Но это личное, а с общественной стороны папаня был в авторитете. Конечно, в железках он разбирался знатно, конечно, руководить он мог и значительно большим коллективом бездельников и пьяниц, чем десяток механизаторов. Но главное, он везде был — своим! Не мешали ни фамилия, ни шнобель, торчавший нерусской возвышенностью над среднекурносой равниной. Быть может, именно этими особенностями он и запомнился окружающим?
Как известно, земля круглая. Женится мой сын Илюша на красавице-однокурснице Тане Шалышкиной. И справляют они свадьбу в кафе «Чебуречная». Со стороны жениха — пара дружков да я с женой. Со стороны невесты — бабы и мужики в неимоверном количестве, отличающиеся друг от друга только челюстями: у зажиточных — золотые, у остальных — железные. Народ простой, веселый, пьющий. С традициями: надо под занавес кого-нибудь отпиздить. Не со зла, а на память. Нутром чую — меня отобрали! Вступаю с шафером в переговоры. Мол, откуда понаехали? А он мне и говорит:
— Тебе-то не все равно, галаховские мы!
— Галаховские? — переспросил я в надежде на уникальность топонимики. — Которая на речке Белгазе в Екатериновском районе, напротив Свищевки, Поповки и Кинь-Николаевки?
— А ты откуда нашу географию знаешь? — напрягся шафер.
— Да это — родина моя! — приврал я во спасение. — Жил там с отцом в пятидесятые, он главным инженером МТС был. Глейзер его фамилия.
— Мужики! — заорал шафер. — Да сват — земляк наш, он самого Мироныча сын родной, а жених — внук! Ура!
Так что все хорошо, что хорошо кончается.
В случае с моим детством было наоборот. Убедившись в устойчивости симбиоза пьющего папаши и непьющего пока еще сынка, мамка настучала маме, и та под угрозой неминуемого развода отозвала главного инженера МТС с вверенного ему партией и правительством поста. Но партия не могла не бороться с нарушителями своего устава и исключила в первый раз верного ленинца Глейзера В. М. из своих рядов «за развал Галаховской МТС», которая уже два года занимала первое место в социалистическом соревновании этих колхозных уебищ.
Обрадованный неправедной формулировкой лишенец нагло поехал в ЦК, как-то пробился в комитет партийного контроля, и сам тов. Шверник Н. М. заменил ему на первый раз изгнание из рядов на строгий выговор с предупреждением. О чем предупреждение, в копии протокола не было, и обнадеженный сын конфискованного агронома расслабился!

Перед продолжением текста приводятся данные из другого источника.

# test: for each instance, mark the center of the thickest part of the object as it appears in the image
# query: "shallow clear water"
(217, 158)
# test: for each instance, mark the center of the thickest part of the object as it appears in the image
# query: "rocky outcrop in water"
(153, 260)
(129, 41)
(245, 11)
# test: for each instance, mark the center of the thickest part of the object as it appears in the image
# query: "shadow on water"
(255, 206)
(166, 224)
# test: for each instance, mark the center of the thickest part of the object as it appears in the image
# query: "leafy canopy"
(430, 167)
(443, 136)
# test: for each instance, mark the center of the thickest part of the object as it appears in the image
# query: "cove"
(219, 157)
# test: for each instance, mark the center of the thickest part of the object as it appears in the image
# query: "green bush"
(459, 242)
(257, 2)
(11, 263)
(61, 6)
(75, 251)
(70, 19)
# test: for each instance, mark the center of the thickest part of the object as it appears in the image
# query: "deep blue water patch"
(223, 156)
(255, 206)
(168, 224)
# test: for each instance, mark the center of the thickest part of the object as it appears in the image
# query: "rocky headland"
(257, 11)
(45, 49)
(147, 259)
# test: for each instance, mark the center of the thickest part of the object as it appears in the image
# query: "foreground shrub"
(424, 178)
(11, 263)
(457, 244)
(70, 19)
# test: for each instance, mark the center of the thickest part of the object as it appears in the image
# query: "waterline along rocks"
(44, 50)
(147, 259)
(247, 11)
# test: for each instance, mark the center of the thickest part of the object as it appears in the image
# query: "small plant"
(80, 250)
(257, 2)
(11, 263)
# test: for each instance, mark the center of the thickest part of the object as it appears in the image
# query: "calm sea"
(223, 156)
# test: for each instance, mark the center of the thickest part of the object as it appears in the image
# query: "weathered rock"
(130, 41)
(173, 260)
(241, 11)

Оттепель-то прошла, да озимые еще не взопрели! Чудом протоптав дорожку к тов. Швернику, он не замел ее, как и положено неуловимому ковбою Джо, а через неделю приперся в Комитет партийного контроля с наглым заявлением о «возвращении ему на законных основаниях отцовой дачи, реквизированной с нарушениями в военное время финской войны».